Monday, January 15, 2007

Happy Sankranti! Happy Pongal!

Today is a paid holiday in Bangalore - it is the festival of Sankranti or Pongal - whichever you like.  Tamilians celebrate Pongal and Kannadigas celebrate Sankranti.  I think they're the same thing, in both cases, you deck out your cow today and feed the cow some "pongal" - a rice dish.

Cows do so much for us, with their five products (milk, butter, cheese, cream, yogurt) and even their poop is used as cooking and heating fuel.  Today is like Mother's Day for cows.  You give her a nice mani/pedi, paint her horns, put bells on her horns and a necklace of bells, and you can even paint her hide with different colors of powder!  Beautiful!  Howda! ChandAM!  

And you must treat her to a nice breakfast of "chakra pongal" - a sort of rice pudding.

My mother-in-law treated my daughter and i to a truly desi treat today.  She brought us each a stick of sugar cane.  She then ripped the very thin bark off with her teeth, broke a section off, and divided it between us two.  My daughter LOVED it... 

It's a little like an apple, but with more of a "twiggy" feel when you chew it.  You're supposed to just chew it, suck the juice from it and only swallow the juice, you spit out the fibers.  This was right up my daughter's alley.  Her 2-year molars are troubling her, so she kept putting the stick of cane in just the right spot!  She also loves spitting - yes, we are so proud...  so for someone to encourage her to spit something out, she thought it was the best thing ever!

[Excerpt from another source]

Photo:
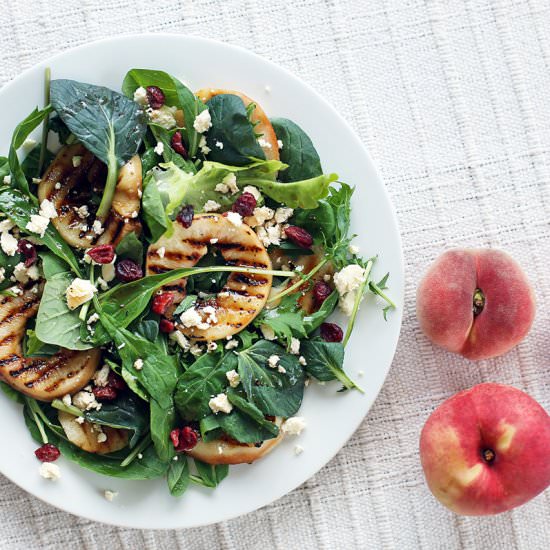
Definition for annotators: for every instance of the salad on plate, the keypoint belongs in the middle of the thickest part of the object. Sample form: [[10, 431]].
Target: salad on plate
[[169, 262]]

Usually she greets her "amooma" with a series of smacks (A-DEE! A-DEE! she will victoriously declare - A-dee means "beat'), rather than hugs and kisses.  I think today Amooma finally won the war for her heart and mind.  "Amooma!  .... LUCKY DAY!", she declared. 

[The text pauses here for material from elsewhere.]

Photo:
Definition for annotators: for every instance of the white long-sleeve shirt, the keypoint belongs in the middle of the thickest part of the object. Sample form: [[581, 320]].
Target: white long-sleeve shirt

I rather enjoyed eating the sugar cane, too...  I kinda felt like a monkey eating it... maybe that's why it's fun!

1 comment:

Indie Mama said...

I still remember the first time I tasted real sugar cane - we were visiting India, in Madras, and my parents stopped the car and bought us some from a guy who was plowing it - fresh from the field. YUMMY!